In Bristol, the pest control team has embarked on a 10 year project to tackle a swelling gull population now estimated at 2500 breeding pairs.
The increasing gull population in Bristol has been put down to its historic docks and the emergence of nearby takeaways, street cafes and restaurants. These two factors combine to give the gull's their natural wetland habitat and access to large volumes of discarded food waste which has helped them to thrive in recent years. The growing population is no longer confined to the docks as problems have been reported around shops and trading estates to the cities outer areas, creating a headache for the Council which they are looking to overcome over the next 10 years.
The eggs were chosen by the Pest Control Team on behalf of Bristol City Council as they believe there are no other acceptable methods of reducing noise, mess and potential attacks during the egg laying and chick hatching season.
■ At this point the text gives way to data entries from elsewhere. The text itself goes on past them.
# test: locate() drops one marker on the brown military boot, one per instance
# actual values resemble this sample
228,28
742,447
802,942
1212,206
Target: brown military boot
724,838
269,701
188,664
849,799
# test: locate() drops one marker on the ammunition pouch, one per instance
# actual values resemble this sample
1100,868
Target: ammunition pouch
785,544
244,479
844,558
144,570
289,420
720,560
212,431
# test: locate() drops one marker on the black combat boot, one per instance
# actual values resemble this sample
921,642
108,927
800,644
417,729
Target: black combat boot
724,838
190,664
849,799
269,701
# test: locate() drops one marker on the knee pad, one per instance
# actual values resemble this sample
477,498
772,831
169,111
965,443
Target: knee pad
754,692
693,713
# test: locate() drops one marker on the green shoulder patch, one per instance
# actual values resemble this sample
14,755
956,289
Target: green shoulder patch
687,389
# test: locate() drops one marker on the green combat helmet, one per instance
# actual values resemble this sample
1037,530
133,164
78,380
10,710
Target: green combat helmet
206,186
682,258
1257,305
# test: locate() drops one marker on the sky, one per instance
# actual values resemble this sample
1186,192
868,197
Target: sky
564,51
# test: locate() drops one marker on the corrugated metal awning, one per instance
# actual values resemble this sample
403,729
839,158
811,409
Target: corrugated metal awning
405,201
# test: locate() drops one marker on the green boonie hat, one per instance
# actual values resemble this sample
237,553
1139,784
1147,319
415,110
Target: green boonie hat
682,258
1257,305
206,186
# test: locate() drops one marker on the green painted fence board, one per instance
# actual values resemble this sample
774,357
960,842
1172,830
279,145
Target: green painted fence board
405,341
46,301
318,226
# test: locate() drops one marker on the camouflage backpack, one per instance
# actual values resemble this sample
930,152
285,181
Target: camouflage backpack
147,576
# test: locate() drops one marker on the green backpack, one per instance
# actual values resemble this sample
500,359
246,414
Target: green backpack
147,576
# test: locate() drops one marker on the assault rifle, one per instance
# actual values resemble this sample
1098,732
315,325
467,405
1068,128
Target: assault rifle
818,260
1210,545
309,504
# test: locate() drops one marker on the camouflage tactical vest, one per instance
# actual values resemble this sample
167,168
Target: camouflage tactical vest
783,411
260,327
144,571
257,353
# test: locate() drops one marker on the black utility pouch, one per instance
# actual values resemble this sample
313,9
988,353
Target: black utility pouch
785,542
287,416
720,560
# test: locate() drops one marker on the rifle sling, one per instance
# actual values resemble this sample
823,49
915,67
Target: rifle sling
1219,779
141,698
Pest Control Services Manager Richard Bevan says the investment in 2000 eggs is paying off. "The dummy eggs are the only viable option left to us, they are far cleaner and less time consuming than dipping live eggs into the approved oil" he says.
The team have found that the dummy eggs only require 3 nest visits per season; one to place the eggs, another midway through the season to check everything is ok and a final visit to retrieve the eggs at the end of the season so they can be washed ready for use the following year. Compare this to egg oiling where multiple visits are required throughout the season to ensure the oil is still sealing the live eggs. This reduction in nest visits helps to improve the cost effectiveness of imitation eggs over other control methods such as egg oiling and falconry.